Save the data to an HDF5 file, one big table


In [19]:
COMPRESSION = 'zlib'

filename = 'one_big_table.h5'
t0 = time.time()
store = pd.HDFStore(filename, 'w', complevel=9, complib=COMPRESSION)
store.put('df', df, format='table')
store.close()

def print_runtime(start):
    print('Time = {:.1f}'.format(time.time() - start))
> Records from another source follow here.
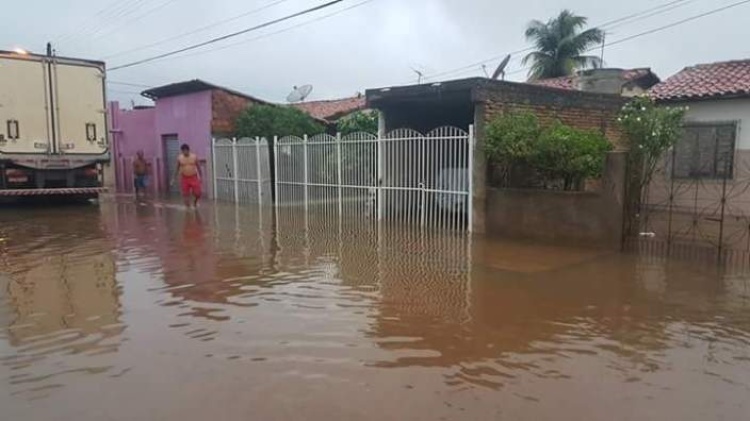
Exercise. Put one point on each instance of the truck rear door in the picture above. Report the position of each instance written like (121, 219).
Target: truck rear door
(24, 122)
(79, 94)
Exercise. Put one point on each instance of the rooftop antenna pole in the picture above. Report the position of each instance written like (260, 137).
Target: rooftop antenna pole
(420, 75)
(486, 73)
(500, 71)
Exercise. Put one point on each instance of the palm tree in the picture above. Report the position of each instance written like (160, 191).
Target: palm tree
(561, 46)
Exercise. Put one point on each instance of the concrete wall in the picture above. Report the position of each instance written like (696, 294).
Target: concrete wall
(580, 218)
(703, 196)
(583, 110)
(723, 111)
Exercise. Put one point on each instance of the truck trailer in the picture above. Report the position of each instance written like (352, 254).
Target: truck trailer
(53, 125)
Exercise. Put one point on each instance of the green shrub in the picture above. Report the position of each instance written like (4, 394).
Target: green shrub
(511, 138)
(269, 120)
(568, 155)
(360, 121)
(555, 156)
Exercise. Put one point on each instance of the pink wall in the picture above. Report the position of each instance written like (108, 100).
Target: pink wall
(187, 116)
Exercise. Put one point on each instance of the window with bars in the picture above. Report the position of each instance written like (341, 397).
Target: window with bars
(706, 150)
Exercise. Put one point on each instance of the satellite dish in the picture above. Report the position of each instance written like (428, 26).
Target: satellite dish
(501, 68)
(299, 94)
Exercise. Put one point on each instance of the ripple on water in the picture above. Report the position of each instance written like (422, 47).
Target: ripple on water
(102, 299)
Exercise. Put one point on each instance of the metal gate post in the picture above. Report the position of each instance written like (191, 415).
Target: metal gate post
(304, 150)
(234, 172)
(340, 181)
(213, 169)
(470, 199)
(257, 167)
(276, 170)
(379, 165)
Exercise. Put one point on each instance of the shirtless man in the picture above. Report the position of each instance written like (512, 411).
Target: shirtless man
(189, 171)
(140, 174)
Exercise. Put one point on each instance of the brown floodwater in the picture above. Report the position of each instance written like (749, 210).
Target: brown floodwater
(150, 312)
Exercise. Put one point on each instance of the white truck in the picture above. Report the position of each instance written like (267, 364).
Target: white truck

def print_filesize(filename):
    print('Filesize of \'{:s}\' is {:.2f} MBytes'
           .format(filename, os.path.getsize(filename) / 1E6))
    
print_runtime(t0)
print_filesize(filename)


Time = 9.1
Filesize of 'one_big_table.h5' is 10.47 MBytes

Save the data to an HDF5 file, one table per meter


In [20]:
filename = 'one_table_per_meter.h5'
t0 = time.time()
store = pd.HDFStore(filename, 'w', complevel=9, complib=COMPRESSION)
for meter in df.columns.levels[0]:
    store.put(meter, df[meter], format='table')
store.close()

print_runtime(t0)
print_filesize(filename)


Time = 14.0
Filesize of 'one_table_per_meter.h5' is 16.89 MBytes

RESULTS

Default config is 5 meters, 3 params per meter, 1 million rows, float32 for power data, fixed format

BLOSC

5 meters: 35.57 MBytes versus 39.26 MBytes = 1.10 x larger

5 meters, 1 param per meter: 12.49 MB (0.3 sec) vs 16.16 MB (0.4 sec) = 1.29 x larger

5 meters, 1 param per meter, table format: 16.48 MB (1.3 sec) vs 22.13 MB (4.6 sec) = 1.34 x larger

50 meters: 346.93 MB versus 392.56 MB = 1.13 x larger

ZLIB

(48 seconds compress!)

5 meters: 24.80 MB versus 26.77 MB = 1.07 x larger

BZIP2

5 meters, 3 params per meter: 23.73 MB (8.7 sec) versus 25.87 MB (12.1 sec) = 1.09 x larger

5 meters, 1 param per meter: 8.28 MB (3.3 sec) vs 10.52MB (6.7 sec) = 1.27 x larger

5 meters, 1 param per meter, table format: 10.38 MB (5.3 sec) vs 17.55 MB (13.7 sec) = 1.69 x larger (!)

LZO

5 meters: 30.17 MB (0.3 sec) versus 34.17 MB (0.5 sec) = 1.13 x larger


In [ ]: